As age increases, both RMR and VO2max decline [4, 11], leading to a reduced cardiovascular reserve (VO2R) as demonstrated for walking [13]. These factors are important to consider, as they may have substantial impact in classifying PA intensity [19]. Validation studies with the goal to precisely classifying PA intensities, particularly in the oldest old, thereby should address changes in RMR and VO2max. A recent narrative review has shown that even small doses of vigorous activity reduce the risk of morbidity and mortality [3], highlighting the importance of classifying both moderate and vigorous PA intensity. Furthermore, this classification is crucial for accurately evaluating the adherence to PA guidelines in the aging population [2].
The main findings of the study were that for both the ENMO and AGVMC metrics, the cut‐points developed with ROC analysis for the left and right hip, lower back, and thigh demonstrated good to excellent AUC values, ranging from 0.84 to 0.93 (Table 2). Based on our knowledge, these are the first cut‐points established for the thigh and lower back positions in older adults. The cut‐points for dominant and non‐dominant wrists showed lower AUC values compared to the other positions. The accuracy of the hip‐ and wrist cut‐points in the current study are comparable to other validation studies in older adults [8, 9, 17].
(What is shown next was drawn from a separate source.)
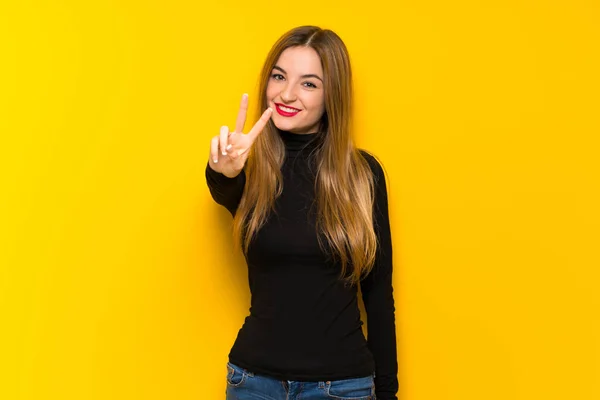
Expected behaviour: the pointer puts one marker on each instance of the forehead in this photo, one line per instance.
(300, 60)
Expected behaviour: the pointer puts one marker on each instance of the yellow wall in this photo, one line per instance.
(117, 279)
The ML models demonstrated strong performance across all anatomical placements, with accuracy ranging from 0.83 to 0.89. These models significantly improved the classification of PA intensity for both dominant and non‐dominant wrist when compared to ROC analysis. The accuracy is similar to that of random forest models in another study on older adults, which used binary intensity classification (e.g., moderate vs. non‐moderate), METs as criterion metric and the right wrist [34]. In our study, we use VO2R as the criterion and provide models for six different accelerometer wear positions. Interestingly, the most important features in the ML models varied depending on the wear location of the accelerometers. For the right and left hip, lower back, and thigh placements, the most important variables included the standard deviation of acceleration in a single axis or vector value as well as maximal standard deviation of the acceleration (Figure S3). The importance of the standard deviation of the acceleration at these anatomical sites likely reflects its relationship to ground reaction force, which previous has been linked to the amplitude of raw acceleration signals from the hip position during different walking and running speeds [35, 36]. Furthermore, energy expenditure during locomotion has shown to increase with increasing speed, along with greater acceleration output from accelerometers, highlighting the association between mechanical output and metabolic cost [37]. As the acceleration from left and right hip, thigh and lower back were relatively low during the specific daily activities in ADL 1 and ADL 2, the main acceleration in these positions may be represented by the acceleration from walking between daily activities in the ADL circuits and from the two 6‐MWTs (Figure 2). However, for the dominant and non‐dominant wrist positions mean acceleration, ENMO and standard deviation of the inclination angle were important features. This likely reflects the greater influence of upper body movement on wrist accelerations during the two ADL circuits (Figure 2), while the lower body remained relatively stationary, resulting in a less pronounced ground reaction force and lower energy cost. These findings highlight the distinct influence of wear location on the relevant features for PA intensity classification, particularly when considering daily and walking activities.
5.1. Comparison to the Literature
5.1.1. Hip Accelerometer (Right Position)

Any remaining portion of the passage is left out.